生活は“年金6万円”でカツカツですが、知人に「請求すれば7万円もらえる」と聞き衝撃! 給付金は「申請しなければもらえない」とのことですか、どういうことですか? 対象者を確認
年金だけで生活している人にとって、月々の収入が少しでも上乗せされれば心強いのではないでしょうか。実は年金に加算できる給付金制度があり、最大で年7万円が受け取れるのですが、これは自ら申請しなければ一切受け取れないため、知らなかったという人もいるかもしれません。 しかも、申請が遅れた分をさかのぼって請求することもできません。つまり対象者であっても手続きをしていなければ、受け取れるはずのお金を毎日取りこぼしている状態なのです。 本記事では、年金生活者支援給付金制度の受給要件と手続きの流れを確認していきます。 ▼定年退職時に、「1000万円」以上の貯蓄がある割合は日本でどれくらい?
知人が教えてくれた「年間7万円」の正体
この制度の正式名称は「老齢年金生活者支援給付金」といいます。
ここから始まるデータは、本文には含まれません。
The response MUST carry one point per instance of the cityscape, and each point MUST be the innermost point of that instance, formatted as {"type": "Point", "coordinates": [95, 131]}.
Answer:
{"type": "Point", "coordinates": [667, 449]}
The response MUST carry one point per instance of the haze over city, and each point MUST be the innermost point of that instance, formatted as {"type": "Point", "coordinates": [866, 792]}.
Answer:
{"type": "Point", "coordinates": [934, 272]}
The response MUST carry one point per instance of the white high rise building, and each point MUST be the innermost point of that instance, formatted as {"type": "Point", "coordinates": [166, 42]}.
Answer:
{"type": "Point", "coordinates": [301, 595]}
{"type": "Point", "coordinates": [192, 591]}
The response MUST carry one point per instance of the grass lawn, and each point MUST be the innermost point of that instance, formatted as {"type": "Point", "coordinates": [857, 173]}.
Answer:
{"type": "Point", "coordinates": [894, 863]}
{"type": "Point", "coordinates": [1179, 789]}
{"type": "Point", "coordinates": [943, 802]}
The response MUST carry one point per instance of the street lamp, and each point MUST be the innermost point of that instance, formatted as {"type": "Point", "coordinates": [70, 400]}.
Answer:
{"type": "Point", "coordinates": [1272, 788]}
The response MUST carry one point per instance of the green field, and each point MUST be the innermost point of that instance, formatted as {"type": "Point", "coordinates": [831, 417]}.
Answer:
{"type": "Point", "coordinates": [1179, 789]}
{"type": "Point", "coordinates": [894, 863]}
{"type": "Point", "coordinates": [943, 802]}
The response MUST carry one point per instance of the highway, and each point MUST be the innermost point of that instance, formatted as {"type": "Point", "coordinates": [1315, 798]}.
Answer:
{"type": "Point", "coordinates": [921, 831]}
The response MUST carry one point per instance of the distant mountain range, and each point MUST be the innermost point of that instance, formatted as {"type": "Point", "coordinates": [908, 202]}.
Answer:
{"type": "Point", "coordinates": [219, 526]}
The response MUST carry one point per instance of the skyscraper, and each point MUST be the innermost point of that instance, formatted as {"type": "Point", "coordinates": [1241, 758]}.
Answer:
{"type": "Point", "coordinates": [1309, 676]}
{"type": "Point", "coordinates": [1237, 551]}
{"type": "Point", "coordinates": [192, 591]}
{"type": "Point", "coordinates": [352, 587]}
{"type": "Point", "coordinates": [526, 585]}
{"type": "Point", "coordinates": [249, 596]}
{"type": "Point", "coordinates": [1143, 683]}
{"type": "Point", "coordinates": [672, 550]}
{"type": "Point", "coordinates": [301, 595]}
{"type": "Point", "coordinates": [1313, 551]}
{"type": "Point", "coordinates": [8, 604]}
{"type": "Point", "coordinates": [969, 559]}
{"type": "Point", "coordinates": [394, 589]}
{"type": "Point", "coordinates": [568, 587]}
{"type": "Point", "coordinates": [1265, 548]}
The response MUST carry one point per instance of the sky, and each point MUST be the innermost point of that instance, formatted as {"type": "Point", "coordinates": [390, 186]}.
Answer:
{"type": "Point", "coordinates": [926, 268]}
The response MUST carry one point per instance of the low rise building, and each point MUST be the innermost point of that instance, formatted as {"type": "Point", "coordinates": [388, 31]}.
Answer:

2019年10月に消費税が10%へ引き上げられたタイミングで創設されました。 増税による税収の一部を財源とし、年金を受け取っていても所得が低い高齢者の暮らしを下支えする目的で設けられています。比較的新しい制度のため、年金の受給開始時にはまだなかったという人もいるはずです。 2026年4月からは給付基準額が月額5620円に引き上げられ、年間に換算すると約6万7000円になりました。また、厚生労働省のデータによれば、老齢年金生活者支援給付金の認定件数は2025年3月時点で約450万件です。身近に受給している人がいても不思議ではありません。
年金が少なくても対象外になるケースがある
老齢年金生活者支援給付金を受け取るには、年金額が少ないことだけでなく、次の3つの条件を全て満たす必要があります。 ・65歳以上で老齢基礎年金を受給中であること 65歳未満で繰上げ受給をしている場合であっても、65歳に達するまでは対象外です。繰下げ受給を選択中でまだ年金を受け取っていない場合も該当しません。 ・世帯全員が住民税非課税であること 本人の年金が少額でも、同じ世帯に住民税を課税されている人が1人でもいれば対象外となります。 ・前年の公的年金等の収入とそのほかの所得を合計した額が基準以下であること 生年月日によって基準となる額は異なります。昭和31年4月1日以前生まれは80万6700円以下、昭和31年4月2日以降生まれは80万9000円以下が条件です。